Why is Laplacian sometimes defined as $-\operatorname{div}(\nabla f)$ and sometimes as $\operatorname{div}(\nabla f)$? What are the respective pros and cons of defining it with a negative and without negative sign?

Answer 1

Both definitions exist for the same reason: we prefer positive numbers to negative ones. They admit real square roots, they are closed under multiplication, they are easier to write ($-3$ vs $3$: two characters vs one).

So, it's nice to have $\Delta f = f_{x_1x_1} + \dots + f_{x_nx_n}$: positive coefficients, the coefficient matrix is positive-definite, the formula is shorter.
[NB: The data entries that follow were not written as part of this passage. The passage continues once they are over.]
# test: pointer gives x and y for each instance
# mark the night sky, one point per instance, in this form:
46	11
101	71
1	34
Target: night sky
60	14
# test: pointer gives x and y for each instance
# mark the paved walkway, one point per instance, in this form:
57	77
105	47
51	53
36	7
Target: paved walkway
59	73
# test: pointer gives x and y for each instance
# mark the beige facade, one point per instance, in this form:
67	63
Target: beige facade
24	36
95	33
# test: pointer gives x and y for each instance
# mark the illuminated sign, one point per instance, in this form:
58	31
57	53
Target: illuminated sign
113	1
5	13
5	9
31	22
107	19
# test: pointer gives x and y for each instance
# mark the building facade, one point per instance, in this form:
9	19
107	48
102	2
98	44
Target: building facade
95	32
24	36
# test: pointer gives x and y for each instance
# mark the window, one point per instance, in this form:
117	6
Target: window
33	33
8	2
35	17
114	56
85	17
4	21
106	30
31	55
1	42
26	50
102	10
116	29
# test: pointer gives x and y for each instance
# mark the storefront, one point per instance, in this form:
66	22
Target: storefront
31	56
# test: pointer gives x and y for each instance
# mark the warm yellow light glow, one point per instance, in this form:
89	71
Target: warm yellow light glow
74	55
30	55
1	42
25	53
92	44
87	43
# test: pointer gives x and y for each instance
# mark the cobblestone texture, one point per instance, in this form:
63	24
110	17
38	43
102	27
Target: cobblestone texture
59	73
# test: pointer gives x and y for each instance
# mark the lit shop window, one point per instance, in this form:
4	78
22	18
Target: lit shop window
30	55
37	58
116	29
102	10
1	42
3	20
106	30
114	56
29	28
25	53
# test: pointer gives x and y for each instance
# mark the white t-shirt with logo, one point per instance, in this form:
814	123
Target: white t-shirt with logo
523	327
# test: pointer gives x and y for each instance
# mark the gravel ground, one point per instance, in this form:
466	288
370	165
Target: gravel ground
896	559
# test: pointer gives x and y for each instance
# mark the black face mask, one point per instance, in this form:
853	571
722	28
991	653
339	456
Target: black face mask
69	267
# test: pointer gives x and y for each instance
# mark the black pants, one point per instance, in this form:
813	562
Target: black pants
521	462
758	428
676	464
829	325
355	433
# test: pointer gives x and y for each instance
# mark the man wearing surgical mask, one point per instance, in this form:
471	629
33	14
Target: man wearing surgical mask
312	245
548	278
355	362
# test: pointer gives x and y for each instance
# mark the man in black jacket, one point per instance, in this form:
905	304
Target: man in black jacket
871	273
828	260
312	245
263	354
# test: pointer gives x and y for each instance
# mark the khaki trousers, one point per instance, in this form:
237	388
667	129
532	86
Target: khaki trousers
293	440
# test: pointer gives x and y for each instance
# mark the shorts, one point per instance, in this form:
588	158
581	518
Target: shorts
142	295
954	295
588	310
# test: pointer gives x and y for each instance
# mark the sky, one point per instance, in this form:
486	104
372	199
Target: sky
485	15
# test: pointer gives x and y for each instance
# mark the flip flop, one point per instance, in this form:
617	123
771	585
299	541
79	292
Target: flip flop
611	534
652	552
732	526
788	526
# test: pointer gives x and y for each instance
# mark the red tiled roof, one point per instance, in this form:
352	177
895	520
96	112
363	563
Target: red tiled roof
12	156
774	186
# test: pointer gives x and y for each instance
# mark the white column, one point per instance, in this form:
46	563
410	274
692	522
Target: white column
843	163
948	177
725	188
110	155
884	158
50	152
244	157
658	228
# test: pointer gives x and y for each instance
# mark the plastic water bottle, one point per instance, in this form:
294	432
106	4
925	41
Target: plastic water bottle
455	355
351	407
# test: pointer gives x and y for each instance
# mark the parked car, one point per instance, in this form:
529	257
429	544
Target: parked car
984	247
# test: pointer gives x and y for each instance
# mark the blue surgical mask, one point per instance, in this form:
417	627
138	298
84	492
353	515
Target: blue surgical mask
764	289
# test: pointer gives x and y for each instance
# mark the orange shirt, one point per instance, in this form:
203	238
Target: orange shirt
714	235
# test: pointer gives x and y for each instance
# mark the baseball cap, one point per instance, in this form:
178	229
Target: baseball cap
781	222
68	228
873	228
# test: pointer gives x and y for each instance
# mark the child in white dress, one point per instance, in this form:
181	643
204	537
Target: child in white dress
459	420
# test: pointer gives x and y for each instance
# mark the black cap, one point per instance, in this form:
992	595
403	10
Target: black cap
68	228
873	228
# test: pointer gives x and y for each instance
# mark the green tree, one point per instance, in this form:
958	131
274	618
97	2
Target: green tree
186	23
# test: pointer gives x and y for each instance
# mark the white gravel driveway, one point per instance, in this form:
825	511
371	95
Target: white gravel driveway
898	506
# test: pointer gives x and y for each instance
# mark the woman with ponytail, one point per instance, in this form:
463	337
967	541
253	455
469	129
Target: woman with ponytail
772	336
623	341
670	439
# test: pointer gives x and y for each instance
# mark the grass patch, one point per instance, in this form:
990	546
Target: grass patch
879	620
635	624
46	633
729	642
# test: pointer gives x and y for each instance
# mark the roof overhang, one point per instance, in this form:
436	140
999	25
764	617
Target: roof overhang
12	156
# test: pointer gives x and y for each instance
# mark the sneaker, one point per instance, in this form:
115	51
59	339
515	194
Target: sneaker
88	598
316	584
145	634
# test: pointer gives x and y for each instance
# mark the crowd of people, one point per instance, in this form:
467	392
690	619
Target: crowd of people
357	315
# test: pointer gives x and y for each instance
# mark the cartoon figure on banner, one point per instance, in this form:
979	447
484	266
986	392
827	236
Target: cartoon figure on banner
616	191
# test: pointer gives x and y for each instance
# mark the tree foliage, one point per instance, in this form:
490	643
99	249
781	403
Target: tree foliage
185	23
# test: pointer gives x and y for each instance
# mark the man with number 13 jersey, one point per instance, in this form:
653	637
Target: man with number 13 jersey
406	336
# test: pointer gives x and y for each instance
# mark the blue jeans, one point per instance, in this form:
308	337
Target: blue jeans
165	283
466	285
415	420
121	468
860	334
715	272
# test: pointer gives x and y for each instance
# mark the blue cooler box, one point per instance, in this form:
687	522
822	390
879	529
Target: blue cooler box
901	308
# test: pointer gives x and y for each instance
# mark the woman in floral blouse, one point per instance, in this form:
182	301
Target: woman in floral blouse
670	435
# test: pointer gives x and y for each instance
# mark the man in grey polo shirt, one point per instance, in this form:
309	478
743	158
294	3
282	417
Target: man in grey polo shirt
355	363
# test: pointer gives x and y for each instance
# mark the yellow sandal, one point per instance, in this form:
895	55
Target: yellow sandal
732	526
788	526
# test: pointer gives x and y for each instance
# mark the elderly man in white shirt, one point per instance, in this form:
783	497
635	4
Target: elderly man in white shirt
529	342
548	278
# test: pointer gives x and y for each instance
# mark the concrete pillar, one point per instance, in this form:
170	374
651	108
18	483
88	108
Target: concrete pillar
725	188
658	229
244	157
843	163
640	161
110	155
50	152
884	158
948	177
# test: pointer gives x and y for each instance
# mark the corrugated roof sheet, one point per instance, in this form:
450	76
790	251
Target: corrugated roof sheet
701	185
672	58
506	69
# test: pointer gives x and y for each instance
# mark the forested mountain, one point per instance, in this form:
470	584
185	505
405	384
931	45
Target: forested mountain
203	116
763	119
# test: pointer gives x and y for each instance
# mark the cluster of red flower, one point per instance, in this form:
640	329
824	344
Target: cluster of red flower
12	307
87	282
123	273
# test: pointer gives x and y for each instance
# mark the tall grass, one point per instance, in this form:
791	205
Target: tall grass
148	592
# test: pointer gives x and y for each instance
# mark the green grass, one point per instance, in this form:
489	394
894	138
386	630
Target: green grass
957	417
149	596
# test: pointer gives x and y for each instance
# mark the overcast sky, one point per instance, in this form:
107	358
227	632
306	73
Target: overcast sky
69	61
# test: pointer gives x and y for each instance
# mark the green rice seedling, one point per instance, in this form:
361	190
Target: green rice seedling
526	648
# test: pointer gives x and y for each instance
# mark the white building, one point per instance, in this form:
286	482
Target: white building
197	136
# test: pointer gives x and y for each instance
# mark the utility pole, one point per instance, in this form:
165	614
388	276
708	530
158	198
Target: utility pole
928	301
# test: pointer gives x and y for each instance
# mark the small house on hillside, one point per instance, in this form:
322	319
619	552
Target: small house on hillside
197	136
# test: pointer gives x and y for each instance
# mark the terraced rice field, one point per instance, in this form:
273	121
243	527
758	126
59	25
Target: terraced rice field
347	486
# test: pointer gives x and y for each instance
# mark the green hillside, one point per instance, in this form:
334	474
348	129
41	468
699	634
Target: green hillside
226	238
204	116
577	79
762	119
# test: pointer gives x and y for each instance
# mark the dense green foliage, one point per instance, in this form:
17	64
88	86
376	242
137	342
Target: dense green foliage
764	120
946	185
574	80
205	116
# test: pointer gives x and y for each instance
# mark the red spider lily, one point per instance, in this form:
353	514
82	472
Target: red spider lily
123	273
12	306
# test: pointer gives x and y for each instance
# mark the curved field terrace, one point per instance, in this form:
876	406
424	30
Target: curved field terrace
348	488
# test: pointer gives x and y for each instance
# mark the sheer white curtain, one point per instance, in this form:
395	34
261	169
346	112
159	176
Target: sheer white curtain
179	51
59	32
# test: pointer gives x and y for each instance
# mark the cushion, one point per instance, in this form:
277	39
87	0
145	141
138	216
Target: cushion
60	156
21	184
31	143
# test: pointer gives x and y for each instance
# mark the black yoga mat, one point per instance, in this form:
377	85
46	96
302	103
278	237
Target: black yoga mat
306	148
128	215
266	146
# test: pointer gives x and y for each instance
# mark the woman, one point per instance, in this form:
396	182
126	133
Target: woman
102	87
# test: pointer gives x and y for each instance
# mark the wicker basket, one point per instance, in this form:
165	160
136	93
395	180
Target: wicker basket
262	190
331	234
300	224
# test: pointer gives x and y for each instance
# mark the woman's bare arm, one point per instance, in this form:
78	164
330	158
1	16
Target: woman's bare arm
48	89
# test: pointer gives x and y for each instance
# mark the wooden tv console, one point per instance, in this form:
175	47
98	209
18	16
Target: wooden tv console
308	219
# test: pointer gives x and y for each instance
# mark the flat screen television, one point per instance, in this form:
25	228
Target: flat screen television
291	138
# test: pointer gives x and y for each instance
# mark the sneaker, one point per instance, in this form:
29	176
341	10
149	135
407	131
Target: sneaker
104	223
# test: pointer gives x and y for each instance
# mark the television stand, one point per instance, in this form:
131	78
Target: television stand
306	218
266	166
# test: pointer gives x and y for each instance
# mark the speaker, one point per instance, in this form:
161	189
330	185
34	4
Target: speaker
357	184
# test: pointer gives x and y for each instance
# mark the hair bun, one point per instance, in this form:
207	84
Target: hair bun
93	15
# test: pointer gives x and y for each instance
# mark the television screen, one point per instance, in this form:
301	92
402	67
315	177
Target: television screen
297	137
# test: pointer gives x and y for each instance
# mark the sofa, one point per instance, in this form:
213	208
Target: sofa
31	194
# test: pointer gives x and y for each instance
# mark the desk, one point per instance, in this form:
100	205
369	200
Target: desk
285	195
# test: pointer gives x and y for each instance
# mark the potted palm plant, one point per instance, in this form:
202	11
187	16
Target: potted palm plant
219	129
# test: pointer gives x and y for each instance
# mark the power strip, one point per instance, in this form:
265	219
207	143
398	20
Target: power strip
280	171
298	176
But then we start thinking of the Laplacian as a self-adjoint operator on a function space (Sobolev space $H^1_0$, usually) and discover that if it's defined as above, it is a negative operator: $$ \langle \Delta f, f\rangle = \int (\Delta f) f = - \int |\nabla f|^2 $$ So all of the eigenvalues are negative. And the spectrum of Laplacian turns out to be an important feature of its domain (the function space on which it acts, and the underlying point space). For example, the lowest eigenvalue is important... but what do I mean by lowest when they are negative... smallest in absolute value, right? Also, the square root of an operator is an important thing to have, so we want a positive operator.

For these reasons, as soon as we focus on the Laplacian as an operator, the choice $\Delta f = -(f_{x_1x_1} + \dots + f_{x_nx_n})$, or generally $\Delta f = - \operatorname{div}(\nabla f)$ (where the divergence and gradient may be taken with respect to some Riemannian metric) becomes preferable.